Doch jetzt ist der Hersteller sein patentrechtlich geschütztes Privileg los - auch auf dem wichtigen US-Markt darf die Konkurrenz ab sofort günstigere Nachahmer-Produkte anbieten. Was Pfizer schmerzt, freut Patienten: mehr Wettbewerb und niedrigere Preise. Bislang kostet Viagra teure rund 65 Dollar pro Pille, weshalb viele Fälscher im Internet mit vermeintlich lukrativen Angeboten locken. Generika sorgen nun ganz ohne dubiose Online-Händler für einen Preissturz.
Am Montag erfolgte etwa der Startschuss für das Billig-Viagra der israelischen Ratiopharm-Mutter Teva. Das Produkt bringe "den rund 18 Millionen Männern mit Erektionsstörungen in den USA eine erschwingliche generische Behandlungsoption", versprach Brendan O'Grady, der Nordamerika-Vizechef des Generikaherstellers. Durch den Vorstoß wird der laut Analysehaus IMS Data etwa 1,4 Milliarden Dollar Jahresumsatz schwere US-Markt für Viagra kräftig aufgemischt.
Der Grund dafür, dass Teva jetzt mit dem Generikum in den USA angreifen darf, liegt schon einige Jahre zurück.
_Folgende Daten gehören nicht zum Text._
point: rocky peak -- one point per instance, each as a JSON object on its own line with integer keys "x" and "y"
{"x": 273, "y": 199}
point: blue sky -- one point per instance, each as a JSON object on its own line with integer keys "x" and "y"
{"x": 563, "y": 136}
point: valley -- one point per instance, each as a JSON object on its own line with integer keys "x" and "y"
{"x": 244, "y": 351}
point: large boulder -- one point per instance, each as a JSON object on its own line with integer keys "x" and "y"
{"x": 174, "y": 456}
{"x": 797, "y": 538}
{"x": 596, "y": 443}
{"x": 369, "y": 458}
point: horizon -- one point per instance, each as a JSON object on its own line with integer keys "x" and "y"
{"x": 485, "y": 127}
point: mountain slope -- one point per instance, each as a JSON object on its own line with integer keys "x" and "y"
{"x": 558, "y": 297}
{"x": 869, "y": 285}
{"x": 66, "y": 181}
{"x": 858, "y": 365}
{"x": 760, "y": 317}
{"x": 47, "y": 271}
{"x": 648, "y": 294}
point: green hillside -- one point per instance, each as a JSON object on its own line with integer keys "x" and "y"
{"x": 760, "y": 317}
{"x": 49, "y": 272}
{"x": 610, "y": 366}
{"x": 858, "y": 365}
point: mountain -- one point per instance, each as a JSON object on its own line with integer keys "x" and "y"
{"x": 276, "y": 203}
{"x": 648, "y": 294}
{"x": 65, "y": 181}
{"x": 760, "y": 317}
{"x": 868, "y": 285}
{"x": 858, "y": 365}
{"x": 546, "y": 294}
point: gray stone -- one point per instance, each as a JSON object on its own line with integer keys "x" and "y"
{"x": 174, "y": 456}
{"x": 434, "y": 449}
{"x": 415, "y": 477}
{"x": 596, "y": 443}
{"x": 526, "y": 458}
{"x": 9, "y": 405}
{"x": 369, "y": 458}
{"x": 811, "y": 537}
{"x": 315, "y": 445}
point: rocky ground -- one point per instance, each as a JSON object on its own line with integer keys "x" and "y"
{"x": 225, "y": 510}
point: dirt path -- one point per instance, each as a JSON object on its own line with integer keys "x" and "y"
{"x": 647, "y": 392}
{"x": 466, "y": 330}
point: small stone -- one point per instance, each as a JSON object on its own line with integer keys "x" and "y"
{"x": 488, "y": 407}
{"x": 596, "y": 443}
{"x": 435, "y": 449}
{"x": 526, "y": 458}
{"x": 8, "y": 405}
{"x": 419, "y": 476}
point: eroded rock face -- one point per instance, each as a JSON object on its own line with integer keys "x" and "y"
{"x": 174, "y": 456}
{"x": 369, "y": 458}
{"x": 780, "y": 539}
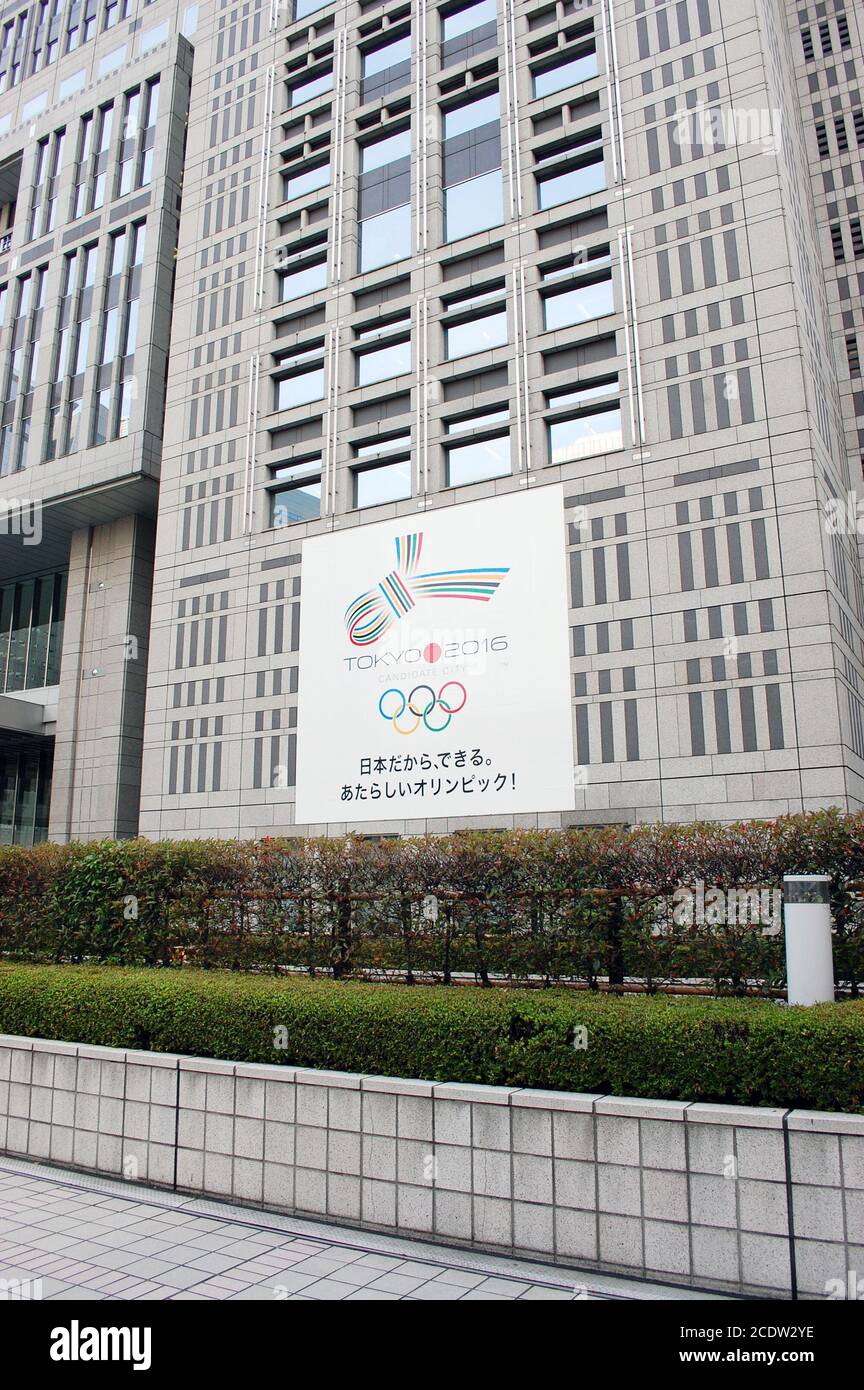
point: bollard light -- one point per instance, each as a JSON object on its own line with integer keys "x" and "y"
{"x": 807, "y": 927}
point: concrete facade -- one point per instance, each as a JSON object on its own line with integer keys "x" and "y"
{"x": 725, "y": 1197}
{"x": 716, "y": 616}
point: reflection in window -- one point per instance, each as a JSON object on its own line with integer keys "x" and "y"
{"x": 467, "y": 31}
{"x": 474, "y": 196}
{"x": 25, "y": 792}
{"x": 384, "y": 363}
{"x": 585, "y": 435}
{"x": 588, "y": 391}
{"x": 579, "y": 305}
{"x": 566, "y": 74}
{"x": 300, "y": 388}
{"x": 306, "y": 181}
{"x": 479, "y": 459}
{"x": 385, "y": 483}
{"x": 316, "y": 85}
{"x": 385, "y": 200}
{"x": 385, "y": 70}
{"x": 571, "y": 184}
{"x": 303, "y": 281}
{"x": 31, "y": 633}
{"x": 303, "y": 7}
{"x": 299, "y": 495}
{"x": 477, "y": 334}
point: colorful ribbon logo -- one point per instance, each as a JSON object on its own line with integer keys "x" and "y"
{"x": 421, "y": 704}
{"x": 371, "y": 613}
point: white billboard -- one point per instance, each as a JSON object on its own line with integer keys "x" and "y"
{"x": 435, "y": 665}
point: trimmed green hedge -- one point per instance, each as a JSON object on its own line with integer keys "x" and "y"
{"x": 556, "y": 906}
{"x": 748, "y": 1052}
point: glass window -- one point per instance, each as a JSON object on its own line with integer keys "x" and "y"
{"x": 303, "y": 7}
{"x": 307, "y": 180}
{"x": 571, "y": 184}
{"x": 467, "y": 31}
{"x": 477, "y": 334}
{"x": 474, "y": 423}
{"x": 581, "y": 394}
{"x": 303, "y": 281}
{"x": 396, "y": 444}
{"x": 478, "y": 460}
{"x": 299, "y": 498}
{"x": 385, "y": 200}
{"x": 385, "y": 68}
{"x": 472, "y": 114}
{"x": 389, "y": 483}
{"x": 384, "y": 363}
{"x": 313, "y": 86}
{"x": 385, "y": 152}
{"x": 566, "y": 74}
{"x": 385, "y": 238}
{"x": 300, "y": 388}
{"x": 579, "y": 305}
{"x": 472, "y": 168}
{"x": 584, "y": 437}
{"x": 474, "y": 206}
{"x": 378, "y": 60}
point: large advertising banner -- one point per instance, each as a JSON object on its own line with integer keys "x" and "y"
{"x": 435, "y": 666}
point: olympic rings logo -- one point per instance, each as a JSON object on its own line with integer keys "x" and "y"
{"x": 421, "y": 705}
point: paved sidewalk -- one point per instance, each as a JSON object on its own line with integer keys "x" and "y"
{"x": 86, "y": 1237}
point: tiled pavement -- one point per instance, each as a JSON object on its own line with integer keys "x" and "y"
{"x": 86, "y": 1237}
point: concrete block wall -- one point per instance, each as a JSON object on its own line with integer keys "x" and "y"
{"x": 742, "y": 1200}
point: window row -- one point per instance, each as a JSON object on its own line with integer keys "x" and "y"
{"x": 35, "y": 36}
{"x": 104, "y": 167}
{"x": 31, "y": 633}
{"x": 472, "y": 186}
{"x": 472, "y": 321}
{"x": 581, "y": 424}
{"x": 113, "y": 332}
{"x": 466, "y": 31}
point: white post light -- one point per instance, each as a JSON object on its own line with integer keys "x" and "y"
{"x": 807, "y": 922}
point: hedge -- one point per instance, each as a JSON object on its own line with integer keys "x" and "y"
{"x": 739, "y": 1051}
{"x": 543, "y": 906}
Eigentlich sollte Pfizers Patentschutz für Viagra erst im April 2020 ablaufen. Der US-Konzern schloss aber Ende 2013 einen Vergleich mit Teva, der vorsieht, dass der Wettbewerber seine Billigversion der Potenzpille über zwei Jahre früher auf den Markt bringen darf. 2015 einigte sich Pfizer auch mit dem Konkurrenten Mylan auf einen solchen Deal.
Zu den Details dieser Vereinbarungen wollen sich die Konzerne nicht äußern. Bekannt ist lediglich, dass bis zum Ende des ursprünglichen Patentschutzes Lizenzgebühren an Pfizer fällig werden. Für die Amerikaner ist der Verlust der Exklusivität dennoch schmerzlich. Die nahende Zulassung für Nachahmerpräparate hinterließ bereits Spuren in der Bilanz. Im dritten Quartal sank der Viagra-Absatz im Jahresvergleich um 20 Prozent auf 308 Millionen Dollar, da der Großhandel in Erwartung neuer Billigprodukte weniger bestellte.
Doch nach dem Wegfall des Patentschutzes will Pfizer aus der Not eine Tugend machen. Man werde Viagra weiterhin als Markenartikel anbieten, über die Tochter Greenstone jedoch selbst eine generische Variante herausbringen, sagte ein Sprecher des Pharmariesen in New York. Pfizer erkenne damit an, "dass Generika eine wichtige Rolle in der Gesundheitsversorgung spielen und die geeignete Option für viele Patienten sind". Die hausgemachte Kopie ist anders als die blaue Originalpille weiß und soll etwa die Hälfte kosten.
Für Pfizer ist die neue Viagra-Welt in den USA eine unbequeme Herausforderung, doch diese Situation kennt der Pharmakonzern schon. In mehreren anderen Ländern ist der Viagra-Patentschutz bereits zuvor abgelaufen, in Deutschland etwa war dies Mitte 2013 der Fall. Außerhalb der USA setzt Pfizer deshalb schon länger auf Alternativen. In Großbritannien wurde vergangenen Monat sogar erstmals weltweit eine nicht verschreibungspflichtige Variante genehmigt, die rezeptfrei verkauft werden darf.
Unter dem Strich war die Entdeckung von Viagra für Pfizer ohnehin so etwas wie der größte anzunehmende Glücksgriff. Dass der Wirkstoff Sildenafil als Potenzmittel taugt, stellte man per Zufall fest - eigentlich sollte eine Arznei gegen Bluthochdruck entstehen. Seitdem die blaue Pille herauskam, hat sie ihrem Hersteller alleine in den USA mehr als 17 Milliarden Dollar an Erlösen in die Kasse gespült.
Dabei ist der Markt schon länger umkämpft. Zwar war Viagra zuerst da, doch seit Jahren versprechen auch andere Anbieter potenzschwachen Männern in den USA Abhilfe. 2003 brachten Eli Lilly und Bayer mit Cialis und Levitra Stimulanzmittel raus, die sich rasch verbreiteten. Zusammen mit Viagra schaffen sie weltweit einen Jahresumsatz von über vier Milliarden Dollar. Durch Generika wird der Markt künftig weiter anschwellen - was die Preise immer stärker sinken lassen könnte.